Semuapun membubarkan diri termasuk kepala sekolah dan beberapa deputi lainnya. Tangan yang sedari tadi mengepal terbuka begitu saja_wajahnya terlihat datar ia berlalu begitu saja meninggalkan kepala sekolah dan beberapa guru yang masih berada di ruang deputi.
***
Ntah sudah berapa lama ia berada disini air matanya sedari tadi masih saja membanjiri wajah cantiknya. Tubuhnya meringkung masih mencoba mencerna semua yang terjadi, otaknya berputar mencoba mencari cara untuk keluar dari masalah ini.

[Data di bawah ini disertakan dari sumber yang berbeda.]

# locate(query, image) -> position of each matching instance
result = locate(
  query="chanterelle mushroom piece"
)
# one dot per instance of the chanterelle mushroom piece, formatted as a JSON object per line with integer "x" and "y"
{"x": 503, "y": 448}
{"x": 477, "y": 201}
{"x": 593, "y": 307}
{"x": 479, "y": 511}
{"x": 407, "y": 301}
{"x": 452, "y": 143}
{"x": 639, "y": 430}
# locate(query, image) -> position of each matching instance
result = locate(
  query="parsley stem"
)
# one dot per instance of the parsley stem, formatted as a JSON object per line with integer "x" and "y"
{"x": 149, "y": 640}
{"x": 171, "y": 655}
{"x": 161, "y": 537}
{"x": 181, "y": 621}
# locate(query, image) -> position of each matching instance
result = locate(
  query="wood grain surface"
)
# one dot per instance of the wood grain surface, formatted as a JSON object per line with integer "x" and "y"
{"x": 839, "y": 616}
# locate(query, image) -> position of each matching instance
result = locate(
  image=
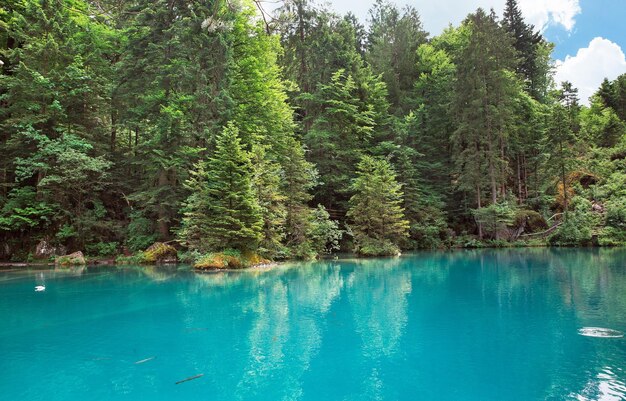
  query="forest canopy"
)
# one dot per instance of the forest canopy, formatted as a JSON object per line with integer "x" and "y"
{"x": 218, "y": 127}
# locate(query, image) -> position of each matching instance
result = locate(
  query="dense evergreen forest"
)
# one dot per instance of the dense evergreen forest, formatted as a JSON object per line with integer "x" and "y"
{"x": 214, "y": 126}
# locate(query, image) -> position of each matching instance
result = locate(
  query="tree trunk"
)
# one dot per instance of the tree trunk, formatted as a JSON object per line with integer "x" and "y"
{"x": 479, "y": 204}
{"x": 163, "y": 221}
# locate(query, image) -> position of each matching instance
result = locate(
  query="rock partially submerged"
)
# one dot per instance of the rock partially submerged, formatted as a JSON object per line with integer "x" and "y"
{"x": 73, "y": 259}
{"x": 227, "y": 260}
{"x": 160, "y": 252}
{"x": 45, "y": 250}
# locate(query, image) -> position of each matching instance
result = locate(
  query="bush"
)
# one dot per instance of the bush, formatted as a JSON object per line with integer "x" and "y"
{"x": 160, "y": 252}
{"x": 577, "y": 229}
{"x": 102, "y": 249}
{"x": 140, "y": 232}
{"x": 136, "y": 259}
{"x": 228, "y": 259}
{"x": 372, "y": 247}
{"x": 534, "y": 221}
{"x": 324, "y": 233}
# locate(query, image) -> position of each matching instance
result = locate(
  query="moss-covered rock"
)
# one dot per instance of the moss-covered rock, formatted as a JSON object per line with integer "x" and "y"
{"x": 160, "y": 252}
{"x": 229, "y": 260}
{"x": 73, "y": 259}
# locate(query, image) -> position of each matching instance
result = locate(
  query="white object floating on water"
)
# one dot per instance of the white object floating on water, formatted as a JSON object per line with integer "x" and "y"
{"x": 600, "y": 332}
{"x": 145, "y": 360}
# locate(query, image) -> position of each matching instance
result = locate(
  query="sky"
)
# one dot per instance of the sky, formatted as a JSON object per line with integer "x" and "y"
{"x": 589, "y": 35}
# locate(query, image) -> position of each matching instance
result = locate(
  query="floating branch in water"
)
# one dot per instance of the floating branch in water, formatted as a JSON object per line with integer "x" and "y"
{"x": 197, "y": 329}
{"x": 145, "y": 360}
{"x": 190, "y": 378}
{"x": 600, "y": 332}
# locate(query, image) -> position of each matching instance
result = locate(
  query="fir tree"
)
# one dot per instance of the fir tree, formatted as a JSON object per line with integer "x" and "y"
{"x": 376, "y": 213}
{"x": 223, "y": 211}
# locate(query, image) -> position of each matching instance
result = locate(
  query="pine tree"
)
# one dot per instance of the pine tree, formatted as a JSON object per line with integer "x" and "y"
{"x": 267, "y": 175}
{"x": 485, "y": 87}
{"x": 223, "y": 211}
{"x": 527, "y": 43}
{"x": 558, "y": 146}
{"x": 393, "y": 39}
{"x": 376, "y": 213}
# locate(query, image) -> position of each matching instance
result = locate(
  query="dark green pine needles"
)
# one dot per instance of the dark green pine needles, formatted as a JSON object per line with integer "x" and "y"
{"x": 222, "y": 212}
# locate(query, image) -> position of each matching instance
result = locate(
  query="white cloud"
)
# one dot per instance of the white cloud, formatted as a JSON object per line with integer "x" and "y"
{"x": 586, "y": 70}
{"x": 543, "y": 13}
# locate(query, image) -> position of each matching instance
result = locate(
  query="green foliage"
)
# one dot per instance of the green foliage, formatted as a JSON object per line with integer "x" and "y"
{"x": 23, "y": 211}
{"x": 324, "y": 233}
{"x": 577, "y": 229}
{"x": 158, "y": 252}
{"x": 376, "y": 213}
{"x": 223, "y": 211}
{"x": 496, "y": 217}
{"x": 102, "y": 249}
{"x": 113, "y": 115}
{"x": 139, "y": 232}
{"x": 228, "y": 259}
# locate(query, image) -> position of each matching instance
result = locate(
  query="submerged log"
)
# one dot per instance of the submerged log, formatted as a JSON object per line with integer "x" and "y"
{"x": 190, "y": 378}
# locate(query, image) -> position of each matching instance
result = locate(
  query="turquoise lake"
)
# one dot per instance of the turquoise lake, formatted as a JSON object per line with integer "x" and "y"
{"x": 463, "y": 325}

"Menjijikkan sekali sandiwara ini. Bodoh sekali, mengapa aku harus melihat dan menjadi korban dari semua ini." Alma mengusap wajahhnya kasar_berkali-kali mengutuk diriya sendiri. Sedari tadi ponselnya berdering tidak ia hiraukan.
Dreeet Dreeet
"Alma kau dimana? Sudah jam pulang sekolah."
"Aku sudah mendengar semuanya. Ayo katakana kau dimana aku ingin memelukmu."
"Alma ayolah."
"Baiklah. Sepertinya kamu butuh waktu, kamu bisa menemuiku kapan saja aku ada untukmu. Kamu tidak sendiri Alma."
Alma menenggelamkan wajahnya masih dengan air mata yang memenuhi wajahnya_pikirannya menerawang jauh mengingat semua kejadian yang ia alami.
Mata hitam itu menyipit saat menyadari semburat orange memasuki sela-sela dedaunan_ia menarik nafasnya dalam-dalam menuruni tangga rumah pohon. Sedari tadi ia menghabiskan waktu di rumah pohon tempat biasa Ravindra bolos.